Suen was told there would be no rotations home and the company would not pay for him to come home on weekends. After considering the project, Suen declined, citing his wife and four-month-old baby, even though he was told his refusal could “mean discipline up to and including termination summarily for just cause.”
Suen’s employment was subsequently terminated, and he filed a complaint with the human rights tribunal in July 2016. He alleged Envirocon failed to accommodate him, that he was discriminated against on the basis of his family status, and the termination based on his family status had caused adverse consequences.
Envirocon’s application to dismiss this complaint on a preliminary basis was denied, so the company sought judicial review of the tribunal’s decision. It argued the test set out by the B.C. Court of Appeal in 2014 in Health Sciences Assoc. of B.C. v. Campbell River and North Island Transition Society was incorrectly applied, and it was binding law.

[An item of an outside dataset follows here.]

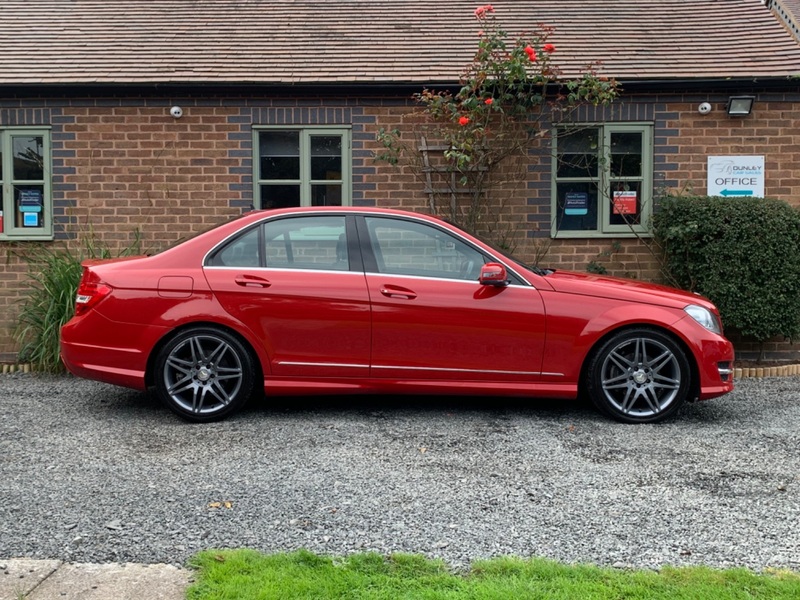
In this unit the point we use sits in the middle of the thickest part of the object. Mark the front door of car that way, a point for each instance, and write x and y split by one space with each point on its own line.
431 318
298 285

But the Supreme Court disagreed, in dismissing the petition. It said the tribunal did not make a legal error or apply the wrong legal test in applying both the Campbell River and Moore tests in determining Suen had made out a prima facie case of discrimination.
The Campbell River test required there to be a change in a term of condition of employment that resulted in a serious interference with a substantial parental or other family duty or obligation.
The Moore test (from the 2012 Moore v. British Columbia (Education)) required that complainants had a characteristic protected from discrimination under the code, they experienced an adverse impact with respect to the service, and the protected characteristic was a factor in the adverse impact.
The Suen case is a reminder that the test for family status discrimination is still not settled, said Katy Allen, an associate at Lawson Lundell in Vancouver.
“The view on employers’ side counsel has been that (the Campbell River test) was aimed at saying not every parental obligation is going to result in the employee being accommodated — for instance, for a particular schedule they need. That case was really saying you need something more than just what all parents face, the work-life balance that all parents face.”
But the decision has been criticized for conflating the prima facie test for discrimination with the second stage, “which is was there a bona fide occupational requirement and would there be undue hardship on the employer?” she said.
“Our view is that if (an employer’s) goal is certainty and to ensure your decision is going to be in line with human rights law and you’re not going to get into a dispute, it’s safest to look at Campbell River, yes, but also the Moore test and take a broader view to see what steps should be taken to accommodate.”
This is a very difficult area for employers, as the state of the law — meaning the applicable legal test — is currently being challenged in B.C., said Erin Brandt, a lawyer at Kent Employment Law in Vancouver.
“This creates uncertainty for employers with respect to how far protection on the basis of family status extends, and what specific situations will require accommodation by the employer,” she said.
But this particular case opens the door to a broadening of family status protection, according to Brandt.
It confirms the significant role fathers play in their children’s lives, and the significant role women play in the workplace, she said, citing the tribunal’s rejection of “stereotypical views of the respective roles of mothers and fathers in both the public and private spheres.”
The tribunal found these views “not only harmful to women in their ability to participate free of impediment in social and economic life at the workplace, but also to men and their ability to participate in social and cultural life at home.”
It’s an interesting question, said Allen, as to whether that was about mothers’ and fathers’ roles or rather primary caregivers versus secondary caregivers, and if it would have been the same conclusion if it had been the wife being sent away for two months.
The Supreme Court’s ruling was also noteworthy in that most family status cases concern scheduling, but this one was about a lengthy absence, she said. The tribunal indicated you can’t necessarily draw a perfect analogy between the two, and there’s “a different type of adverse impact on the employee,” she said.